Firstly, only a few efforts have been devoted to understanding the neural architectures selected by popular NAS algorithms in the literature. In the first work of this thesis, we take the first step of understanding popular NAS algorithms by answering the following questions: What types of architectures are selected by popular NAS algorithms, and why are they selected? In particular, we reveal that existing NAS algorithms (e.g., DARTS, ENAS) tend to favor architectures with wide and shallow cell structures. These favorable architectures consistently achieve fast convergence and are consequently selected by NAS algorithms. Our empirical and theoretical studies then further suggest that their fast convergence derives from their smooth loss landscape and accurate gradient information. Nonetheless, these architectures may not necessarily lead to better generalization performance than other candidate architectures in the same search space, and therefore further improvement is possible by revising existing NAS algorithms in the future.

Secondly, standard NAS algorithms typically aim to select only a single neural architecture from the search spaces and thus have overlooked the capability of other candidate architectures in helping improve the performance of their final selected architecture. To this end, in the second work of this thesis, we present two novel sampling algorithms under our Neural Ensemble Search via Bayesian Sampling (NESBS) framework that can effectively and efficiently select a well-performing ensemble of neural architectures from the NAS search space. Compared with state-of-the-art NAS algorithms and other well-known ensemble search baselines, our NESBS algorithms are shown to be able to achieve improved performance in both classification and adversarial defense tasks on various benchmark datasets while incurring a comparable search cost to these NAS algorithms.

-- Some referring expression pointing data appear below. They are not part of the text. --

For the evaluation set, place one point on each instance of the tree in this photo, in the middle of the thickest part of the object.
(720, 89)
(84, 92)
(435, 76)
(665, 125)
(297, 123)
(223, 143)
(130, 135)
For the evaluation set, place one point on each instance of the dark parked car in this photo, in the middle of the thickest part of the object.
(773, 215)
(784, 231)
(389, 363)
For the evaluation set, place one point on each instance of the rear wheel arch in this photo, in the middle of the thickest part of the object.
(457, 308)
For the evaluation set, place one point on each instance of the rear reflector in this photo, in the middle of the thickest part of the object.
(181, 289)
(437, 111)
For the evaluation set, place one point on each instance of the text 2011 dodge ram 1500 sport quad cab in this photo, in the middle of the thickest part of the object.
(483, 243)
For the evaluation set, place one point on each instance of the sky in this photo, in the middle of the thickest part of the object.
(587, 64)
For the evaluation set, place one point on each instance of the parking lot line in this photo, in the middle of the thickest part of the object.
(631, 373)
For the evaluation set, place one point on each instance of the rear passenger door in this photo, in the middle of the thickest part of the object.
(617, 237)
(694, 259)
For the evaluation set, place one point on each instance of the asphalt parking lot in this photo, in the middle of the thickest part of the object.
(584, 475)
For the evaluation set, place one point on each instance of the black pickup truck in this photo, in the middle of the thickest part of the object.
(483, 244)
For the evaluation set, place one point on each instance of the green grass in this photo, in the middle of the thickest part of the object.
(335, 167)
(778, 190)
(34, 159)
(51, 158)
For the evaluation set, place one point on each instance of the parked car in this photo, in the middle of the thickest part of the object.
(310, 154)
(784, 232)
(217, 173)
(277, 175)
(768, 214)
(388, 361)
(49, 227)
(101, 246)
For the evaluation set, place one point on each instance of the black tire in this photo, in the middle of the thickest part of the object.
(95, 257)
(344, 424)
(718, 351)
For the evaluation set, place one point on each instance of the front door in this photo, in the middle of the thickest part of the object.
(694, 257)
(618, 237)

Thirdly, the search efficiency of popular NAS algorithms in the literature is severely limited by the need for model training during the search process. To overcome this limitation, we propose a novel NAS algorithm called NAS at Initialization (NASI) that exploits the capability of Neural Tangent Kernel (NTK) in being able to characterize the converged performance of candidate architectures at initialization, hence allowing model training to be completely avoided to boost the search efficiency. Besides the improved search efficiency, NASI also achieves competitive search effectiveness on various datasets like CIFAR-10/100 and ImageNet. Further, NASI can guarantee the benefits of being label- and data-agnostic under mild conditions, i.e., the provable transferability of architectures selected by our NASI over different datasets.

Finally, though recent NAS algorithms using training-free metrics are able to select well-performing architectures in practice, the reason why training-free NAS using these metrics performs well still has not been fully understood. To this end, in the last work of this thesis, we provide unified theoretical analyses for gradient-based training-free NAS to understand why it performs well in practice. Based on these theoretical understandings, we then develop a novel NAS framework called Hybrid Neural Architecture Search (HNAS) that is able to enjoy the advantages of both training-free (i.e., the superior search efficiency) and training-based NAS (i.e., the remarkable search effectiveness), allowing gradient-based training-free NAS to be further improved.